The seasons of the year, like governors of New York, change quickly. And with that, we welcome the new spring, a time of rebirth and renewal!
Well sticking with the spring theme, it seems “newer blood” might be safer than “older blood.” There has been evidence to suggest that during storage, red blood cells undergo functional and structural changes which impair RBC function (termed “storage lesion”). A retrospective study from Cleveland Clinic published in the NEJM examined outcomes of patients given red-cell transfusions during CABG surgery. Blood stored for more than 14 days prior to transfusion was considered “older blood” and blood stored less than 14 days was considered “newer blood.” Patients who received older blood had increased perioperative complications (25.9% vs. 22.4%), higher in-hospital mortality (2.8% vs. 1.7%), and decreased survival at one year. In recent years, there have been several studies that found improvement and benefit with conservative strategies of blood transfusions. An incremental increase of adverse outcomes has been observed with each additional unit of PRBC transfused. This new study suggests that it may not only be quantity, but the quality of blood we should be concerned with as well.

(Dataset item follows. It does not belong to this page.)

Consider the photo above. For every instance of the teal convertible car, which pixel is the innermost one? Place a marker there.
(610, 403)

The truth is “newer” isn’t always better. The FDA announced this week that they would evaluate a potential association between tiotropium bromide (Spiriva) and the risk of stroke. A meta-analysis of 29 placebo controlled clinical trials estimates that there might be an increased incidence of stroke with spiriva usage for one year compared to placebo: 8 pts per 1000 vs. 6 pts per 1000. (NNH = 500). If you have recently been switching your patients with COPD from ipratropium to tiotropium due to its more convenient daily dosing, you should consider informing your patients of this ongoing safety review and discuss switching back to ipratropium (Atrovent).
Recently, there has been a lot of coverage in press about the “recent” epidemic of methicillin-resistant Staph Aureus (MRSA) infections. In reality, we know that the MRSA epidemic really isn’t new, but it is a huge problem that isn’t improving on its own. So what is the most effective way to reduce MRSA infections? A study from Northwestern published in the Annals of Internal Medicine examined the outcomes of instituting a comprehensive MRSA screening in a large academic medical system. Starting in Arpil 2004, all patients admitted to an ICU had nasal swabs to test for MRSA colonization (74% adherence). Patients that were positive based on PCR testing were placed on contact isolation. After 12 months of this protocol, the surveillance program was expanded to the entire hospital system. During this phase of the study, patients that tested positive underwent decolonization with muciporin and a chlorhexidine wash/shower (how clean!). The study found a decrease in the incidence of MRSA disease by 70%. Most notably, while there was decreased MRSA surgical site and UTI, there was no statistically significant decrease in MRSA bacteremia with universal surveillance. Also since MRSA is associated with higher mortality, it’s odd that this study did not try to observe for decreased mortality. These results contradict the findings of a recent study published in JAMA (see last week’s ShortCuts) that did not find any significant reduction in surgical site infections with universal screening. While this study does not absolutely prove universal MRSA surveillance is ready for primetime, it is a significant step in creating a robust and sensible system to improve our detection and containment of MRSA transmission.